Why does one suffer from back pain at the office or from working remotely?
How do we fix the problem?
Here are some good tips!
The chair and back pain at work
For me, this is not an office chair.
No adjustments can be made and it comprises a hard seat and a hard backrest.
If you can work 6 hours a day, long term, on a chair like this one without getting back pain at your home office, I'll raise my hat to you!
An office chair could look more like this (assuming that the backrest is adjustable). Already, if you have a chair that looks like this one, you are more likely to be able to adjust it to your back.
Ideally, we would want this chair to have:
- a seat that adjusts in height, depth and angle of inclination;
- backrest that can be adjusted in height and tilt, and that is high enough to cover the back well;
- a lumbar curvature of the backrest that follows your own lumbar curvature (ideally, the backrest should fit well with your back). An adjustable curvature can help.
Some vendors have showrooms where you can try the chairs. I often say that chairs are like shoes; it's worth trying them!
Adjust Chair Properly
Then, the chair must be well adjusted to your body. This means:
- Feet firmly supported on the ground (or on a footrest - repose-pieds);
- A space of approximately 2 to 3 fingers between the back of the knee and the chair;
- Well adjusted backrest and lumbar curvature.
Of course, you could also adjust the arm supports, seat tension gauge, and angles of inclination, but let’s keep it simple for the moment.
And What if the Backrest is not Comfortable
If you do not intend (nor have the budget) to replace the chair, you might try to add a cushion behind your back for the time being, and see if this helps to reduce the discomfort on your back. I would recommend you try various different cushions to see which one provides you the most comfort.
Furthermore, some companies, such as Obusforme, also offer backrests that can be placed against your chair’s backrest to improve your back’s comfort.
But beware! Using an Obusforme cushion or backrest will advance the position of your body on the chair. You may then end up with insufficient support on your seat. That is, the space between your knees and the chair may be too large, and may lead to some discomfort. The ideal solution, in my opinion, is still an adjustable office chair, sized just right for you. In doubt, you can consult an ergonomist to help you make your choices.
Work while Sitting-Standing
If the solutions described above are not enough to resolve your back pain at the office, you may want to consider purchasing a height-adjustable desk. Such a desk would allow you to alternate between sitting and standing positions to do office work. According to some publications, sit-stand workstations could help reduce low back pain among workers.
But before considering this purchase, make sure this desk will be useful to you!
It may be difficult to accomplish a task that requires a lot of concentration while standing. And, furthermore, some people have difficulty working while standing for extended periods of time.
It is usually recommended to work in a standing position for periods of approximately 20 to 30 minutes at a time, sometimes more (CCOHS), depending on your personal needs and the recommendations of your health care professional. And to be more comfortable in a standing position, add equipment (footrest, rigid plastic box, etc.) with a height of about 15 cm (about 6 inches) to alternately rest one of your feet (left and right).
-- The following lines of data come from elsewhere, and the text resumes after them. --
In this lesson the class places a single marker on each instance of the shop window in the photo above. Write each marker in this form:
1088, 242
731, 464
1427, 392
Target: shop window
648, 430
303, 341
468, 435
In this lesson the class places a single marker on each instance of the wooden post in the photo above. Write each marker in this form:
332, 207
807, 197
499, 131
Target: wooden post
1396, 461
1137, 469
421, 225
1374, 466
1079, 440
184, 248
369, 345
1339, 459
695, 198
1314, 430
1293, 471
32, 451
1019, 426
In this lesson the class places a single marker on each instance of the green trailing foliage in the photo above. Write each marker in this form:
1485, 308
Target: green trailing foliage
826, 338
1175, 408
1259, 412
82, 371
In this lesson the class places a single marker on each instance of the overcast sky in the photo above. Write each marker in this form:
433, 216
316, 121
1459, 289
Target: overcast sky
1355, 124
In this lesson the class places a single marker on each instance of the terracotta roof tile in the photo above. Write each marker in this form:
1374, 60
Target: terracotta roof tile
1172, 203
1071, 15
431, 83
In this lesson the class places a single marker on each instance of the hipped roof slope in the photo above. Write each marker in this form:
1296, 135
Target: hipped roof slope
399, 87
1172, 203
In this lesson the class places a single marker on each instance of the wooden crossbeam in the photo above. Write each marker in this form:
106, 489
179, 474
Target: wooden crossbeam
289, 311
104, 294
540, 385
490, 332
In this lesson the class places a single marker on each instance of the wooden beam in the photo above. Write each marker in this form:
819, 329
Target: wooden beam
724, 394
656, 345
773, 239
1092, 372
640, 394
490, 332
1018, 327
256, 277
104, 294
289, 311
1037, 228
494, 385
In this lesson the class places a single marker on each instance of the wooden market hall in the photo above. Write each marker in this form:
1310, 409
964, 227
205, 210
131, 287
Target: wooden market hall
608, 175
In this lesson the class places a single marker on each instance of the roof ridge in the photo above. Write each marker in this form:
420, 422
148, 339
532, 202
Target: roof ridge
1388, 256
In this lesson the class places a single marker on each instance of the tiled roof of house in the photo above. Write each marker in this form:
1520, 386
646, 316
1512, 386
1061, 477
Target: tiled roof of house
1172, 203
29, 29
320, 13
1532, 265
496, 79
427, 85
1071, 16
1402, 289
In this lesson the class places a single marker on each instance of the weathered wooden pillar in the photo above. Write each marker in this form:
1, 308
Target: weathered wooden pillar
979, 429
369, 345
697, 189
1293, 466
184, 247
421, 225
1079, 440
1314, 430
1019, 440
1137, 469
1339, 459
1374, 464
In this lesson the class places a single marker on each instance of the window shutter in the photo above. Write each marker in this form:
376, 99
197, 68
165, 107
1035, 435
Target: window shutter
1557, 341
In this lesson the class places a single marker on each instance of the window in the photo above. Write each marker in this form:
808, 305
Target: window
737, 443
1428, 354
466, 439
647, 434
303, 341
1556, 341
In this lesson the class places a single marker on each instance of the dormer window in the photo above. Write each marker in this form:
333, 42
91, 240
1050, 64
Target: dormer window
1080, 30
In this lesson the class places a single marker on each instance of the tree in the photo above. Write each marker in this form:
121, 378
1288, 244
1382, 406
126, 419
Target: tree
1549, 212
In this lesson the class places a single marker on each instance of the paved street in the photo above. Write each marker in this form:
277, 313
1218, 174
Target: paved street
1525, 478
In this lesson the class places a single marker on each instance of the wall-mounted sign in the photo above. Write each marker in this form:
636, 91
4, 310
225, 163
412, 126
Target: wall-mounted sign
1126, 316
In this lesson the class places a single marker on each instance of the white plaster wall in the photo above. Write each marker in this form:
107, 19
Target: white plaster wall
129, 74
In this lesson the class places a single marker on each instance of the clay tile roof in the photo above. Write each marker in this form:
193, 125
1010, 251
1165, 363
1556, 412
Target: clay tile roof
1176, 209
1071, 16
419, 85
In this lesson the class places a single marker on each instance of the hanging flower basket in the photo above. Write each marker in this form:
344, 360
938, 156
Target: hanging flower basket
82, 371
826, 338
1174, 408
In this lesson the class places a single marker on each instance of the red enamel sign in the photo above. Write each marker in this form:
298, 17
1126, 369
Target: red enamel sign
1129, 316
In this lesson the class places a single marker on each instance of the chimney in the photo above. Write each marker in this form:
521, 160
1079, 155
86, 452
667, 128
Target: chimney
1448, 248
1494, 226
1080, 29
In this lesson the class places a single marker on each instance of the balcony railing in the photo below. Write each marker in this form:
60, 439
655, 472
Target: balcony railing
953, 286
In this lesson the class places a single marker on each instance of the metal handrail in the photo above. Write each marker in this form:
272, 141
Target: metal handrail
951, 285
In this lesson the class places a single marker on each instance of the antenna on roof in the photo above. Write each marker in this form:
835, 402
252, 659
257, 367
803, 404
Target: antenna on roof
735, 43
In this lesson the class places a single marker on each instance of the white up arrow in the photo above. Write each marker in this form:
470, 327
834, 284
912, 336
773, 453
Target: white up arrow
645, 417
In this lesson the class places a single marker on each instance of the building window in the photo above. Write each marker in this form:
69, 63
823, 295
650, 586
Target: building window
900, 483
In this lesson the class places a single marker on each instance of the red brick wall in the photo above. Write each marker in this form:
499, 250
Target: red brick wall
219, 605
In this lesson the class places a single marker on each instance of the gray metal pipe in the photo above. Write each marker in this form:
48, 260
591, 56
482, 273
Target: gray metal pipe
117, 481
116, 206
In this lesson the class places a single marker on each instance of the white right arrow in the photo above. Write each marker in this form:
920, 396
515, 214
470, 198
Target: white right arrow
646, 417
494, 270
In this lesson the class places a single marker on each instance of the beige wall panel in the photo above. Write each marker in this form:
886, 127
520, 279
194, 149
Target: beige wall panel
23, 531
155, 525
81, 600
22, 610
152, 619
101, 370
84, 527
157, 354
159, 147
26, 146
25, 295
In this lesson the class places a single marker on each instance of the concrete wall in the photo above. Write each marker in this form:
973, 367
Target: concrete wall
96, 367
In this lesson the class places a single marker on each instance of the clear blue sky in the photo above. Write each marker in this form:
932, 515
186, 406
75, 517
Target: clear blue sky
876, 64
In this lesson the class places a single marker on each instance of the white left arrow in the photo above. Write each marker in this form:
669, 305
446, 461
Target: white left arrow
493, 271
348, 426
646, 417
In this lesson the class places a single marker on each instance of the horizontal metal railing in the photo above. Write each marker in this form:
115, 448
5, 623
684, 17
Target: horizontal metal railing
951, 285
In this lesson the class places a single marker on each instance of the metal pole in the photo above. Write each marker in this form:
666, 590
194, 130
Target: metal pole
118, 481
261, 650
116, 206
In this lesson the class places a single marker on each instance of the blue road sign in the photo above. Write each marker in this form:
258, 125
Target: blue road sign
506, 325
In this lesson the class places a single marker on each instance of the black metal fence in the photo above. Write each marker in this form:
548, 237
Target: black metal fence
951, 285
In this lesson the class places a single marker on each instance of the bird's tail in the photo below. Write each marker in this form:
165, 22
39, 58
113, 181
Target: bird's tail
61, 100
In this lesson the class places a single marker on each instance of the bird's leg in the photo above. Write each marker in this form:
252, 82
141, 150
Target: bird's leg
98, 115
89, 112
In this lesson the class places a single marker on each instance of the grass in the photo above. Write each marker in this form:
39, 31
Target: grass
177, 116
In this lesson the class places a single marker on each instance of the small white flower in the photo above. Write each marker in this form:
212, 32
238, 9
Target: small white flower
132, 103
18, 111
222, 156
The main thing is to change your posture according to your needs.
Move, Move and Move!
The human body is not made to sit 7 hours a day, 5 days a week!
Take breaks, at least 5 to 10 minutes every hour (see more) whenever possible. Take this opportunity to get a coffee, chat with a colleague or do a short housekeeping task if you work from home.
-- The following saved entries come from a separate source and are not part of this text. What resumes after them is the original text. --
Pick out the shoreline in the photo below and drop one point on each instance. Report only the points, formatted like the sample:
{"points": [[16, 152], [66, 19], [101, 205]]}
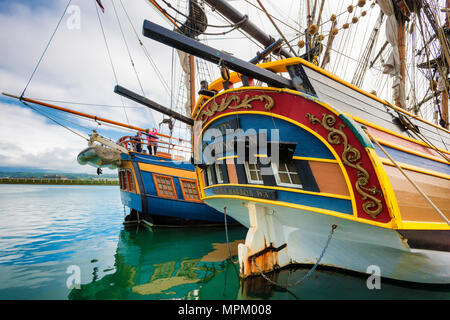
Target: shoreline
{"points": [[57, 182]]}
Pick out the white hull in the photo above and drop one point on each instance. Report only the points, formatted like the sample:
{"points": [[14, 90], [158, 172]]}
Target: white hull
{"points": [[354, 246]]}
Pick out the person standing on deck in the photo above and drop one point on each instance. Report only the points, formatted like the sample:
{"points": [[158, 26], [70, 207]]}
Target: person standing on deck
{"points": [[152, 144]]}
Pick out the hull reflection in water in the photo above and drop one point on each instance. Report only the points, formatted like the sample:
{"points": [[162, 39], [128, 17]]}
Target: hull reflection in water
{"points": [[168, 263]]}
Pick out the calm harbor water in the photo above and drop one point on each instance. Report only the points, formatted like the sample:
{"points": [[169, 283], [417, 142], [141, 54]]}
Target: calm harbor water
{"points": [[50, 236]]}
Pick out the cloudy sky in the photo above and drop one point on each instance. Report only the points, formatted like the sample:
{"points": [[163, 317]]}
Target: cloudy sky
{"points": [[76, 70]]}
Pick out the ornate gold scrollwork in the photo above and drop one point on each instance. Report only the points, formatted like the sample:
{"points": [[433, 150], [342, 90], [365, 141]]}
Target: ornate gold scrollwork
{"points": [[226, 102], [350, 156]]}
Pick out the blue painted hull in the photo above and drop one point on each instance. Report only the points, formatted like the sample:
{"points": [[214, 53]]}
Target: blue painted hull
{"points": [[161, 210]]}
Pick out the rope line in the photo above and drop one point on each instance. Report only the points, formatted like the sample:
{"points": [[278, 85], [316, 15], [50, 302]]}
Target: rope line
{"points": [[48, 117], [110, 58], [45, 50]]}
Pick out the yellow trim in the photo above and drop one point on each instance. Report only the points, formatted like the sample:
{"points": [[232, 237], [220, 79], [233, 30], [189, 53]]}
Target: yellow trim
{"points": [[417, 153], [367, 123], [254, 88], [167, 171], [388, 191], [155, 176], [416, 169], [338, 159], [323, 194], [349, 85], [280, 66], [227, 157], [199, 175], [419, 225], [316, 159], [184, 191], [389, 225]]}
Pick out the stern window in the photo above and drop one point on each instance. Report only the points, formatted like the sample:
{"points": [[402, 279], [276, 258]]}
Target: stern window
{"points": [[286, 174]]}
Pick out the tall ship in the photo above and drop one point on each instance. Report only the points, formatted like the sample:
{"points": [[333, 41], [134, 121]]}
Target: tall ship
{"points": [[321, 171]]}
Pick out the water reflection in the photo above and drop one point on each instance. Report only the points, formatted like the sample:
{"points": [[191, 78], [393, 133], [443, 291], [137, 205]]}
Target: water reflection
{"points": [[190, 263], [185, 263]]}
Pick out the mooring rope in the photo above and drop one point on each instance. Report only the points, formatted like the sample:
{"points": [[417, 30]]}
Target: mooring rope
{"points": [[45, 50], [306, 276]]}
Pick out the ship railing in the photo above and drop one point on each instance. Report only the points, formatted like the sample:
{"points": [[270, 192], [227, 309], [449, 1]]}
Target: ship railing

"Yes, but I never think of it"...
The solution: Set an alarm on your phone!
There are also various software programs to help you, such as Workrave.
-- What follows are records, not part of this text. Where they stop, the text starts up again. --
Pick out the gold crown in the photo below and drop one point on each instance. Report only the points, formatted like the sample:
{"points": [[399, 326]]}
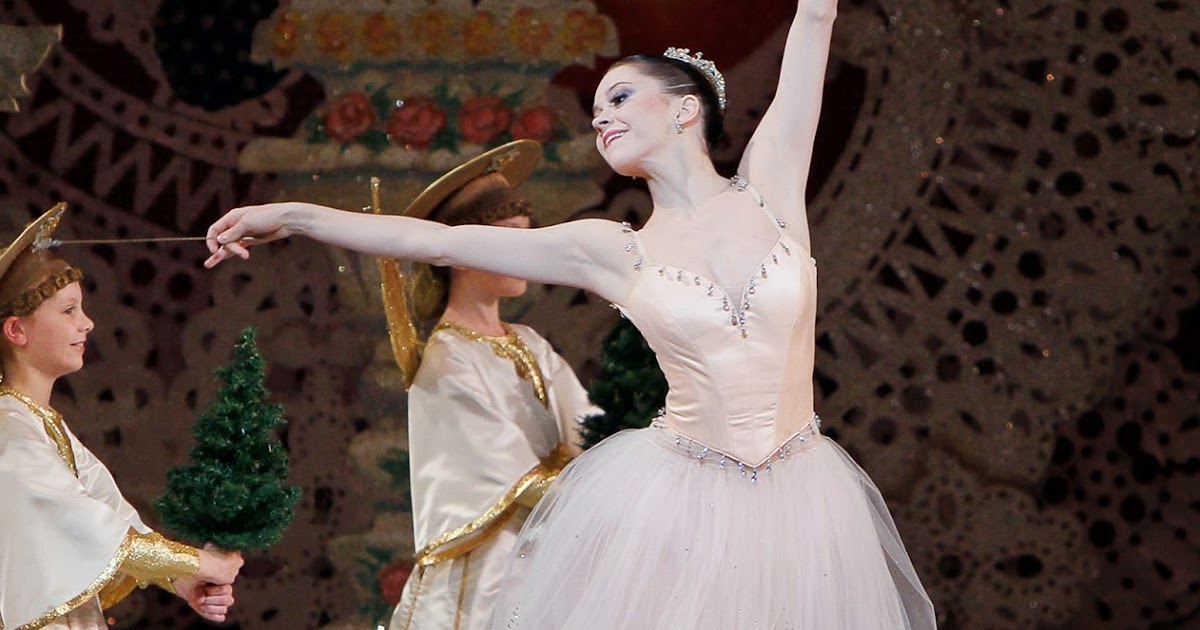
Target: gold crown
{"points": [[705, 66]]}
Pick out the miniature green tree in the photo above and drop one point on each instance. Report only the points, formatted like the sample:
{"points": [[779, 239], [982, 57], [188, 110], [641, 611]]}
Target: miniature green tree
{"points": [[234, 491], [630, 388]]}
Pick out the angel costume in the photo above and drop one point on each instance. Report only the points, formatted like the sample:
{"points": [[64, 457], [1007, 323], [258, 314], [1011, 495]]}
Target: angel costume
{"points": [[732, 510], [492, 420], [70, 543]]}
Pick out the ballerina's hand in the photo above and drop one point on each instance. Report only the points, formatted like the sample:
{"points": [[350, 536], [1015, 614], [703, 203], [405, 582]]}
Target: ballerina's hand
{"points": [[228, 235]]}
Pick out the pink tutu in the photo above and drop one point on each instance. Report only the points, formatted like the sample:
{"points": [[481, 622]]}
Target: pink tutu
{"points": [[649, 531]]}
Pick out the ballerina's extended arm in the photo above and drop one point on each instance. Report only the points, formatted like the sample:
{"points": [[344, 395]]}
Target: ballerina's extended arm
{"points": [[778, 156], [587, 253]]}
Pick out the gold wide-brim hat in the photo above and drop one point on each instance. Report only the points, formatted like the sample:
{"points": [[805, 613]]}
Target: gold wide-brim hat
{"points": [[39, 232], [515, 161]]}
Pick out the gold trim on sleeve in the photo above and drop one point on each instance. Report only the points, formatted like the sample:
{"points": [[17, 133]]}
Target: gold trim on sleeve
{"points": [[469, 537], [53, 423], [154, 559], [102, 581], [508, 347]]}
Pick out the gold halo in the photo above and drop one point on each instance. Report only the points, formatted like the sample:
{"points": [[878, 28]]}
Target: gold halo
{"points": [[39, 231], [515, 161]]}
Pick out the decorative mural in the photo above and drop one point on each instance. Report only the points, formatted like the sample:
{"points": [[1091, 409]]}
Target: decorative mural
{"points": [[1003, 209]]}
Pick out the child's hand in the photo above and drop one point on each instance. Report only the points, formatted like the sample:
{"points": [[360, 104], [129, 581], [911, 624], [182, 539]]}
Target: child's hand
{"points": [[210, 601], [219, 567]]}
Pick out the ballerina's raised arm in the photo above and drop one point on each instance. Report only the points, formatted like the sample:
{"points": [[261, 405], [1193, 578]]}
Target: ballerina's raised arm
{"points": [[778, 156], [586, 253]]}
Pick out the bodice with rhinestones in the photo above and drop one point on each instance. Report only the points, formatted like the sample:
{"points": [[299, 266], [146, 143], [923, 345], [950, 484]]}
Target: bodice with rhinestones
{"points": [[739, 366]]}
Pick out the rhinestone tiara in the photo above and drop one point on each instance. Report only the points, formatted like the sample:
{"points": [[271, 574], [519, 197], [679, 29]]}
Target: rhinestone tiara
{"points": [[705, 66]]}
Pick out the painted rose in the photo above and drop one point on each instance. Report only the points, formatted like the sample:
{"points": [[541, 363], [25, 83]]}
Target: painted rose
{"points": [[535, 124], [415, 123], [285, 35], [483, 119], [349, 115], [528, 33], [480, 34], [334, 34], [582, 31], [391, 580], [381, 34]]}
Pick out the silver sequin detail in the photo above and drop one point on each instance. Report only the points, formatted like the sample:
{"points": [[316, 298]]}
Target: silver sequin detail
{"points": [[700, 453]]}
And keep on doing physical activity! Walking, swimming, cross-country skiing are often good options! Of course, this needs to be validated by your doctor or therapist, if necessary.
If it is approved, go ahead! Let’s take a walk!
And, of course…
This article is not intended to cover all the possibilities that may be encountered in office ergonomics, but simply to give basic information to help you prevent the incidence of pain and injury.
You have more question about back pain at the office? There's nothing like a good consultation with a professional!